A Well-lit Darkness
Reinhard Kleist’s Johnny Cash: I See a Darkness is a graphic, somewhat fictionalized biography of “the man in black”. The book breaks no new ground biographically, and one might even fault it for its romanticized dark focus (clear in the title) at the expense of sundry other details and important passages in Cash’s life, but it does make a visual artistic contribution and add some key details that other accounts (even a recent biopic) lacks.
Johnny Cash: I See a Darkness was originally published in German in 2006, and has taken three years to be translated and published in English. The translation is strong overall, though a handful of passages make the close reader balk at attempts to produce Southern, rural, blue-collar dialogue. Take for example the narrator’s colloquial style punctuated by “ya” and “cuz” contrasted with more educated constructions and non-contractions that hardly seem consistent.
A reviewer struggles for criteria to judge a work like this. How complete should the biographical side be? How entertaining the dialogue? What does the illustrative side add?
Most of Cash’s biographies (including his own autobiographies) are over 300 pages long. Kleist’s book, weighing in at 221 pages and of course with very little text on most pages (none at all in the last 15), doesn’t aim to be a comprehensive biography, but the question of why certain events and aspects get covered while others remain absent is unavoidable.
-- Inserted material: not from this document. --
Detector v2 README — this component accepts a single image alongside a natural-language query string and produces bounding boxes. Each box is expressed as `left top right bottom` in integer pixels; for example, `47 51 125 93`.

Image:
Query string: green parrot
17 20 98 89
One marked difference in Kleist’s treatment of Cash, besides his illustrations, is that he frames the biographical narrative in one major event in Cash’s life: his encounter with inmate Glen Sherly, whose song “Gray Stone Chapel” Cash played and recorded at Folsom prison, and who serves as a kind of narrator from the book’s very beginning. Yet, Kleist still chooses a set of narrative events quite similar to recent pop culture treatments such as the film Walk the Line. The reader accompanies Cash through a briefly treated childhood, emphasizing hard work, hard times, the death of his brother, and a love of music, through his move north to Detroit factory life, to the army, before settling in Memphis with is first wife while he played music and worked as an unsuccessful door-to-door salesman.
All of that gets 20 pages, while practically the rest of the book is devoted to Cash’s amphetamine addiction, touring, and near fatal self-destructiveness, while the unwaveringly supportive, confident and beautiful June Carter endures these seemingly God-ordained trials of her will. Cash’s first wife and children are almost completely absent. It ends with a consideration of Cash’s now famous American Recordings produced by Rick Rubin. Kleist provides a slight twist on the traditional linear narrative by interjecting illustrative interpretations of well-known Cash songs such as “Boy Named Sue”.
The Man in Black comes off a bit underdeveloped as a character or life (whether you look at it as docu-fiction or biography). The struggles he had as a parent and his devout but troubled Christianity, for example, get only mild suggestions in Kleist’s treatment, just as they received no attention in the Hollywood film staring Joaquin Phoenix (despite the impeccable acting).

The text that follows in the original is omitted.